What could have happened with the subsequent meteoric winter is a runaway Snowball Earth. Though it may not have been caused by an impact,
Snowball Earth happened in the past. It may even have frozen the entire surface of the planet, with liquid oceans stuck under the ice sheet (some think that a small band was still unfrozen around the Equator, though). The interesting thing is, as the surface is frozen, white ice makes albedo rise, so more energy from the Sun is reflected, so the planet keeps getting colder until a new equilibrium is found, in reverse of the ocean-evaporating runaway warming.
The problem with Snowball Earth is, it won't kill Earth for good. In fact, in the Cataclysm text, one brute-force technique is referenced: covering the ice with black soot to lower its albedo, making it heat up and melt.
Previous Snowballs probably melted due to accumulation of greenhouse gases released by volcanism (idea for softer SF: a volcanic ice planet!), so here is another proven brute-force solution to the problem.
Now, would it be possible to cause a Venus-type runaway warming with asteroid impacts? Here is what I would try: take a comet, set it on impact course and break it in little bits (which, incidentally, are harder to deflect that one big chunk).
The comet being made mostly of water, it tends to explode in the atmosphere, which may be what happened with the
Tunguska Event. If you are trying to flatten a country, it is also better to have multiple high-altitude explosions, the way city-killer ICBMs will use multiple independent warheads set to explode well above the ground in airburst detonations, instead of one big warhead exploding at impact.

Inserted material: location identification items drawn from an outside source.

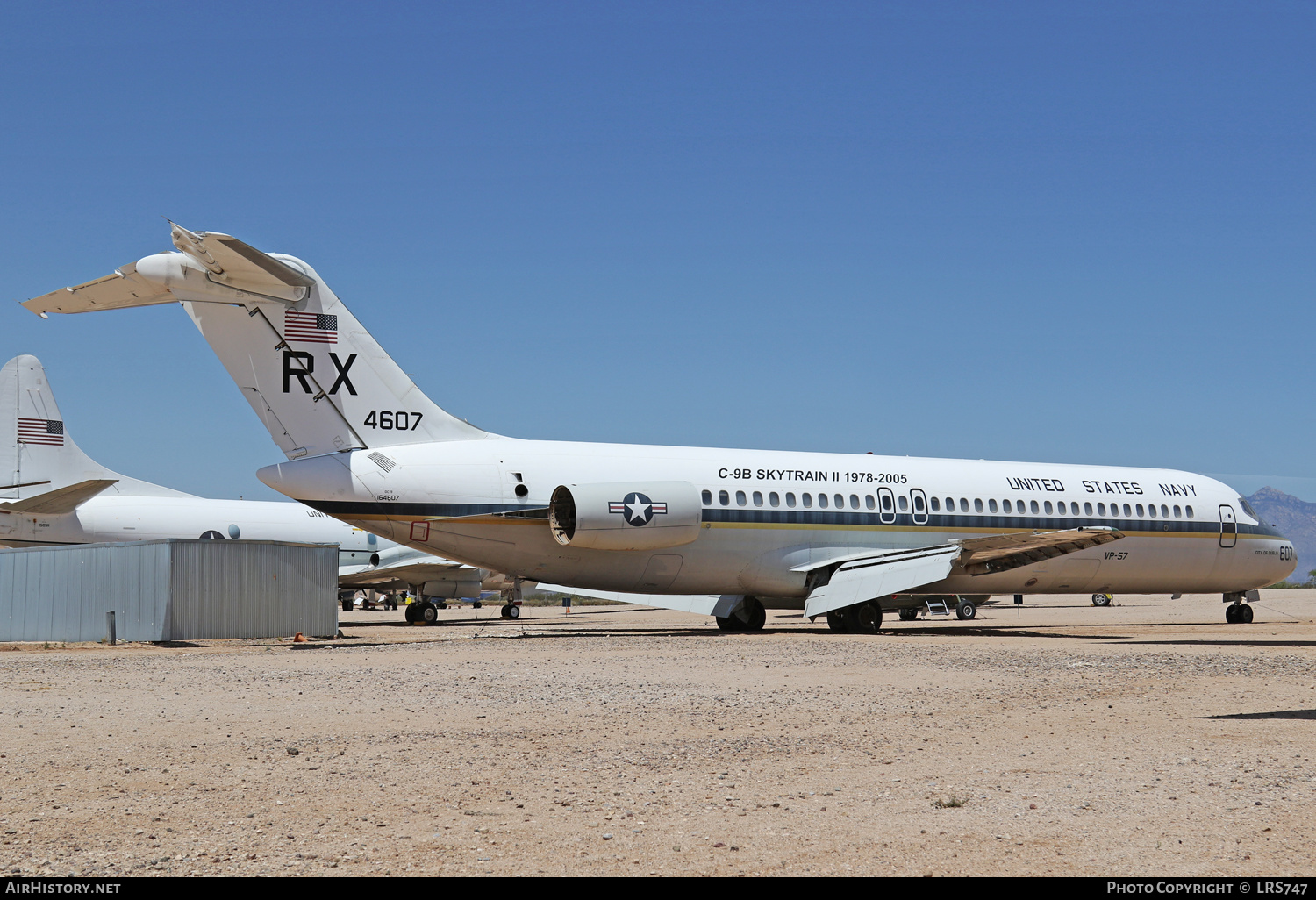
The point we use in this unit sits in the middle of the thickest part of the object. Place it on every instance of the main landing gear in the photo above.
(1239, 612)
(511, 602)
(749, 616)
(861, 618)
(423, 612)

This way, while the impact point takes less damage, the surface that takes enough damage to raze cities (and, by extension, countries) is greater, which limits overkill. A fragmented comet is simply this many times bigger, with the added bonus of no fallout! I am sure this will make things better on the long run.
Then what happens when you suddenly add a pile of energy to a chunk of the atmosphere, in the form of heating and anarchic movement? In addition, you just added a pile of water - not much compared to the entire Earth hydrosphere, but maybe enough to further unbalance things.

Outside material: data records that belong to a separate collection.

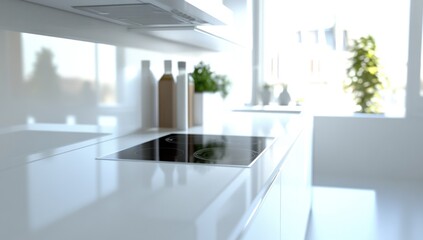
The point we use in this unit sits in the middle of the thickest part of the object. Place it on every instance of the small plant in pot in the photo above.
(365, 78)
(207, 106)
(207, 81)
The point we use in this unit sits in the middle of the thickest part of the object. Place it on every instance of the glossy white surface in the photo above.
(372, 210)
(74, 196)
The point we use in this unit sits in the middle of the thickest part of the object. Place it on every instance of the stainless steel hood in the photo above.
(148, 13)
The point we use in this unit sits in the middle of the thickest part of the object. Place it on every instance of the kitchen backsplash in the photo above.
(54, 80)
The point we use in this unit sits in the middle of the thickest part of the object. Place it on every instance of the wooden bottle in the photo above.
(167, 103)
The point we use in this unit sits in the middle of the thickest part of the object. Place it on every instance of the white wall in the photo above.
(357, 148)
(360, 148)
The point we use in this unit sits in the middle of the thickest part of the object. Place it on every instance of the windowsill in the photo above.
(270, 108)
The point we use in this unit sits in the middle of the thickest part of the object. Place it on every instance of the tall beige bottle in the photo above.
(167, 105)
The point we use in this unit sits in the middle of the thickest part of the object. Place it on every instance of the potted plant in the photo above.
(207, 81)
(206, 103)
(365, 79)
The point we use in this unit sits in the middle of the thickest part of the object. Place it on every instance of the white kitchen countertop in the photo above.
(71, 195)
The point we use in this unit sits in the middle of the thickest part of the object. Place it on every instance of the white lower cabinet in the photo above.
(266, 224)
(296, 189)
(284, 212)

Well, climate scientists could build models and make predictions with varied probabilities, but in the end, no one can tell for sure. And don't try that on Mirror Universe Earth to see what happens, as there is no guarantee that it would have the same effects each time. So you can go and say that it caused runaway global warming and no one can say that it couldn't happen. Particularly as, contrary to good old asteroid impacts and probably the occasional comet, such rain of cometary fragments probably never happened in the past: it is not something that would naturally happen.
I still have a softer spot for Snowball, with its cities, highways, farms buried under the ice. Maybe a few survivors, or archaeologists digging under the ice. But Boiled Earth is more definitive, and I am not sure "Children of a Dormant Earth" is a better title.